Many inexperienced options traders will allow the value of a long option to go to zero or expire worthless. Needless to say, this is poor risk management and can lead to account destruction pretty quickly.
If you are on the losing end of a long call option, there is a simple method aimed at lowering your break-even point.
What is the Long Call Repair Strategy?
The long call repair strategy aims to take a losing position and turn it into a winning position by lowering the break-even point. Let’s look at an example:
Trader Bob is long a $50 call on stock XYZ with four months until expiration. Bob bought the call with the stock trading at $48 for a premium of $3.00. Shortly after Bob purchased his call option, the stock dipped down to $44.50 per share. Bob’s call went from being worth $3.00 to only being worth $1.25.
Bob can now either:
- A: Sell the call back to the market and lose $1.75
- B: Hope and pray the stock comes back
- C: Double down and buy more calls.
Obviously, none of these choices are ideal. Bob believes the stock will come back up, and with almost four months until expiration, there is time for the option to work. Hoping and praying is never a good idea when it comes to trading. Doubling down may lower the break-even level but does so by adding significantly more risk-also not a good idea. So what can Bob do?

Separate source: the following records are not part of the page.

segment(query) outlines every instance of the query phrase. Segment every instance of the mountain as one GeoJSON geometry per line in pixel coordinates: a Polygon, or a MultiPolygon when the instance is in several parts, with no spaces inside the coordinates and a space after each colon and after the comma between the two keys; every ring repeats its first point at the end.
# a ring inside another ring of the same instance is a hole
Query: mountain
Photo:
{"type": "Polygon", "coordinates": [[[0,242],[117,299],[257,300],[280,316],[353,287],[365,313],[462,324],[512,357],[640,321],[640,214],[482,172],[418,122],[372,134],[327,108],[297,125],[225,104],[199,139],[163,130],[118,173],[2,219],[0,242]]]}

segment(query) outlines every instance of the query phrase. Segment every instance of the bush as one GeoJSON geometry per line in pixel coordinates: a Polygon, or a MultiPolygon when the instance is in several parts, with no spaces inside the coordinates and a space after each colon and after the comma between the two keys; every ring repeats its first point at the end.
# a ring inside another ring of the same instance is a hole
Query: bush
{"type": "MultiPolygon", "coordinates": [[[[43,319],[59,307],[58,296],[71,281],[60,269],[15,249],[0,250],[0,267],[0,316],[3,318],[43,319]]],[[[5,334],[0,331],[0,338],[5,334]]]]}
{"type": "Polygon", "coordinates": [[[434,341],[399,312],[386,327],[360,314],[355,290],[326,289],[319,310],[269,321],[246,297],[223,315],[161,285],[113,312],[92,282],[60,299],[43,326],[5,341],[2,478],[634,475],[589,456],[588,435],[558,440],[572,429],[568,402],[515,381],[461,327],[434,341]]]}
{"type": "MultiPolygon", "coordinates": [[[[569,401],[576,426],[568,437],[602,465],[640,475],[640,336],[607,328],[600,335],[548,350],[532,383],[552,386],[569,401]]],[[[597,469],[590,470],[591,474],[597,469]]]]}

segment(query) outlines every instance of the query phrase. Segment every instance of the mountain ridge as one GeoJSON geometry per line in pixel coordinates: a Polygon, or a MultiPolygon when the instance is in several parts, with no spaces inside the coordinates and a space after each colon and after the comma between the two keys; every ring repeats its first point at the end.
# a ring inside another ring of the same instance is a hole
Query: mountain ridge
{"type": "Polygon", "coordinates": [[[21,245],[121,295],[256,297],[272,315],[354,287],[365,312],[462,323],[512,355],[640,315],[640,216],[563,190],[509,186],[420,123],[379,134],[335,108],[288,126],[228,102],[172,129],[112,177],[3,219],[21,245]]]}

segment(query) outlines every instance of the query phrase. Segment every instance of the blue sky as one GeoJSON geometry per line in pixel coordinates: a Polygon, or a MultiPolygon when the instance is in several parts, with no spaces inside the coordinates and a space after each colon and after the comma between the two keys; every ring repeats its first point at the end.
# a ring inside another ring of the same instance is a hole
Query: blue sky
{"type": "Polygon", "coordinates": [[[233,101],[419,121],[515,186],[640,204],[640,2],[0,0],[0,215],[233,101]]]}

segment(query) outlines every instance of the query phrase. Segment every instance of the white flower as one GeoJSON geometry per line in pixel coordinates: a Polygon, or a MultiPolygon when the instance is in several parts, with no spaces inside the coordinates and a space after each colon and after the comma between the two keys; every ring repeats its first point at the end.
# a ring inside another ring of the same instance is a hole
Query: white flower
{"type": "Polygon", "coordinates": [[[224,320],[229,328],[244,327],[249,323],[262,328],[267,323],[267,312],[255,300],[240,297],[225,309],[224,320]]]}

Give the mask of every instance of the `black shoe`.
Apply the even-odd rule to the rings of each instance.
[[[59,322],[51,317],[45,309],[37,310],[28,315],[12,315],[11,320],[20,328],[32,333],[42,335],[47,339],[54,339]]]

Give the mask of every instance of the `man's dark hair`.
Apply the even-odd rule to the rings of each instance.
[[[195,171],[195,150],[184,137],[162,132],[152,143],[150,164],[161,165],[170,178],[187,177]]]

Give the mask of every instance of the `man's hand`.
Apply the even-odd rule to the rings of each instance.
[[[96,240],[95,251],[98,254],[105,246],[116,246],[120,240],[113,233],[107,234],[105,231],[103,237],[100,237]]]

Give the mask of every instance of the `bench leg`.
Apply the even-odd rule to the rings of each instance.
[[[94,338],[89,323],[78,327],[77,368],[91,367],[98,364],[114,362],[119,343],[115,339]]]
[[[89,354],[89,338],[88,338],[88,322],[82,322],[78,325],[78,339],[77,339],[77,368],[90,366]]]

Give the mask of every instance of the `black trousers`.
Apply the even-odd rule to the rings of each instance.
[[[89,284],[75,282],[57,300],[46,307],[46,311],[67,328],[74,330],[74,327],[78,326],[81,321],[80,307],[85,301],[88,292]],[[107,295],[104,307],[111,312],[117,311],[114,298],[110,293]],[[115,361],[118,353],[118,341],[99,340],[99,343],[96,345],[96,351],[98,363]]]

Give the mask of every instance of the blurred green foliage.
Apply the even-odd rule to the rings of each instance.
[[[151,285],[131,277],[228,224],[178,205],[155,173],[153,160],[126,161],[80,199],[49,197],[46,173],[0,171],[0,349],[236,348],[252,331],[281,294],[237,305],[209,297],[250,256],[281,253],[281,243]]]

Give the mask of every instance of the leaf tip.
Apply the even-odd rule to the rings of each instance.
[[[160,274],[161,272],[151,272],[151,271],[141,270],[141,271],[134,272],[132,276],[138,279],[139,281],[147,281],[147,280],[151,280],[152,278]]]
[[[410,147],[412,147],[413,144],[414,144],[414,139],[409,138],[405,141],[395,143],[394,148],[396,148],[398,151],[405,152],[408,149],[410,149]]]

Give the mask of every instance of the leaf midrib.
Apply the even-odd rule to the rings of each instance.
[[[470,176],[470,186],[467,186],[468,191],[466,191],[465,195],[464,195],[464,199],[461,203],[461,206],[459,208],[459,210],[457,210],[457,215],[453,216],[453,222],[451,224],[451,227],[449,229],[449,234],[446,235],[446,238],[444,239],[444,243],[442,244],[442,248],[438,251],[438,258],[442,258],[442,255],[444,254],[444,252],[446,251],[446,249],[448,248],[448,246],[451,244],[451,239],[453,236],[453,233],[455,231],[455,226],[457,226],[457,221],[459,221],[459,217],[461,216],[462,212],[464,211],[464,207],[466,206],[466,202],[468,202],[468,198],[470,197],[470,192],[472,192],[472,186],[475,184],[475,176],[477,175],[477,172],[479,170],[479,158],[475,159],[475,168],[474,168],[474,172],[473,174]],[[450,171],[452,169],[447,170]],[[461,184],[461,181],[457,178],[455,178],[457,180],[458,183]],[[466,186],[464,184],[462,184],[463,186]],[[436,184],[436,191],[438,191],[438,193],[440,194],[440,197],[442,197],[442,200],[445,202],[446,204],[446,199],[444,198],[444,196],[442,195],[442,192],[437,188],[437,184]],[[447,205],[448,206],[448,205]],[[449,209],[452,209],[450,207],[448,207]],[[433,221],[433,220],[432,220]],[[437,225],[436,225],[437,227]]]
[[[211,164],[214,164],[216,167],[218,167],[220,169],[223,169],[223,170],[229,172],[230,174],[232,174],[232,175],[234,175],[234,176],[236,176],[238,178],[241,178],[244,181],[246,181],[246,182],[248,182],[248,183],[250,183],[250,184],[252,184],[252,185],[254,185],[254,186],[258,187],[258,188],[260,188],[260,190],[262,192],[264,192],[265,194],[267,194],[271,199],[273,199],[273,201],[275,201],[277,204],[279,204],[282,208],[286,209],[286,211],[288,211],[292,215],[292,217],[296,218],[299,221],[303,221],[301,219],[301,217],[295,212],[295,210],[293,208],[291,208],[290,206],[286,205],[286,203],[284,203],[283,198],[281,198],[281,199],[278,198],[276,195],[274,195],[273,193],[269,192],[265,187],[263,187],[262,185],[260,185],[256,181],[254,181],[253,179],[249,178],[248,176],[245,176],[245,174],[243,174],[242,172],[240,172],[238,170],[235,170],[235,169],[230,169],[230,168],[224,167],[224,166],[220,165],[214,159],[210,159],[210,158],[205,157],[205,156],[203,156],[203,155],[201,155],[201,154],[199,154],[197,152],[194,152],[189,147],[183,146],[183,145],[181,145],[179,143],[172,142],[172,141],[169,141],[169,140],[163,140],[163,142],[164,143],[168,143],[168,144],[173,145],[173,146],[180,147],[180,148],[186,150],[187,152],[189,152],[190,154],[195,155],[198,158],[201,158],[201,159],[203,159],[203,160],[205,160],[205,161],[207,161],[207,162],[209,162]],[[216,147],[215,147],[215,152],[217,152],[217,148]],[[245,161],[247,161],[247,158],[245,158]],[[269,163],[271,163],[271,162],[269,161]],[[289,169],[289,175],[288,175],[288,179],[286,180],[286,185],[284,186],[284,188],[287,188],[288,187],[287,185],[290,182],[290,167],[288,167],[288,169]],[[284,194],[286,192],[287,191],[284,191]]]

Bob can lower his break-even point without adding significant risk by doing this:
- Selling not one but TWO of the $.50 calls for $1.25. This closes Bob’s original long position and leaves him short one $50 call. Bob takes in a combined $2.50 credit.
- Buy one $45 call for a premium of $2.70.
The details look like this:
Transactions Credit/Debit Net Credit/Debit
Bought one $50 call -$3.00 -$3.00
Sold two $50 calls +$2.50 -$.50
Bought one $45 call -$2.70 -$3.20
Looking at the table above, Bob’s total risk has only increased from $3.00 to $3.20. Most importantly, Bob’s break-even point is now significantly lower. If Bob simply held the $50 original long call option, his break-even level would be $53 per share, almost $10 from the current stock price.
By rolling his long call down into a bull call spread, however, Bob has now lowered his break-even from $53 to $48.20, a significant difference.
What’s the Catch?
There is some downside to such a strategy. First, overall position risk has been increased, albeit not by much. Secondly, the maximum profit potential on the position now is just $1.80. This is because Bob’s net debit for the position is $3.20 while a $45/$50 call spread can have a maximum intrinsic value of five bucks. $5.00-$3.20 premium paid=$1.80 profit potential.
The long call repair strategy may be useful for positions with considerable time until expiration. It can potentially lower the position break-even point while not adding a great deal of risk.
Of course, there may be times when such a strategy will not be feasible due to option values or other factors. Sometimes a bad trade is just a bad trade and it may be best to cut the loss and move on.